Serefin wasn’t sure he was planning anything yet. He had a feeling, a creeping dread that wouldn’t allow him to run home and play the part of the prince without some misgivings first. Maybe it was a product of being battered alive by this war, of seeing death and destruction every day for years. Maybe he was just growing irrational. Either way, it was there.
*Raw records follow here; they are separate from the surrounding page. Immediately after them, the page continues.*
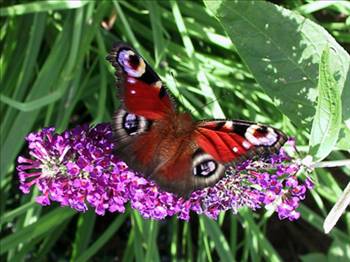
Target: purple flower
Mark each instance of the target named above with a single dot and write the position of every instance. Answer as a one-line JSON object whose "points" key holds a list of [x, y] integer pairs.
{"points": [[78, 169]]}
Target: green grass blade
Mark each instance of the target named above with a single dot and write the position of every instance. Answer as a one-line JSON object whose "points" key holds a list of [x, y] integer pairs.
{"points": [[105, 236]]}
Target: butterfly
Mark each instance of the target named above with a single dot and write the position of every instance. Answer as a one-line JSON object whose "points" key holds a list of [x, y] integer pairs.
{"points": [[181, 155]]}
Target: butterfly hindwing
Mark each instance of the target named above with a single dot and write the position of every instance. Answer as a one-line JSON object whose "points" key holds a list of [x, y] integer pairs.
{"points": [[169, 147], [235, 140]]}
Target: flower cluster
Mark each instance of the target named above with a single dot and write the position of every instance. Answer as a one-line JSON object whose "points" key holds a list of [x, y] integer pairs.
{"points": [[78, 168]]}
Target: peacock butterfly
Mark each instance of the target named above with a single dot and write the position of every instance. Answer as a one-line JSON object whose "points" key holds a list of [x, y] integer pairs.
{"points": [[178, 153]]}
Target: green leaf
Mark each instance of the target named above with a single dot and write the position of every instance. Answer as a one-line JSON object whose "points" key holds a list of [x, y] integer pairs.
{"points": [[282, 49], [41, 6], [314, 257], [339, 252], [221, 244], [43, 225], [327, 121]]}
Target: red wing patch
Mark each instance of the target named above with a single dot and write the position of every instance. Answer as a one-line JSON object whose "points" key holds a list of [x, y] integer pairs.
{"points": [[140, 88], [228, 141]]}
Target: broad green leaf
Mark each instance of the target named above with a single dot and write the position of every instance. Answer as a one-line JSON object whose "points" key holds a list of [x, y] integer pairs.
{"points": [[327, 120], [283, 49]]}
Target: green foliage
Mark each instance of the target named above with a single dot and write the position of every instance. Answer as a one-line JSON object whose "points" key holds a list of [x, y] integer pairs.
{"points": [[327, 120], [233, 59]]}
“What if my father is using the Rawalyk to install a puppet as his heir? Someone who can be manipulated.” Serefin was too opinionated, too powerful, too much of a threat to Izak Meleski’s sovereignty. “If he ties someone to the throne through me and then I meet an unfortunate accident…” he trailed off.

“Oy,” Ostyia murmured.

“Just how paranoid do I sound?”

“Very.”

He nodded. “I’ve been leading armies for three years,” he said, voice soft. “And you don’t go onto a battlefield without a strategy. But sometimes, reconnaissance is necessary. So I’m going to go home. I’m going to see what this nonsense is about, and then I’m going to deal with it as necessary. That may mean playing the prince and participating in needless dramatics. It could mean something entirely different. We may as well go and find out what this battle is going to look like.” With that, Serefin started down the seven thousand steps.

 

 

8


NADEZHDA

LAPTEVA


The goddess of vision, Bozidarka, is a goddess of prophecy. Be warned: for her gifts can break a mortal’s mind and her blessings are not so easily interpreted.

—Codex of the Divine, 7:12

 

No more was said about plans to kill kings. After Nadya had stuttered through her disbelief that it was even possible, Parijahan had suggested they speak more in the morning.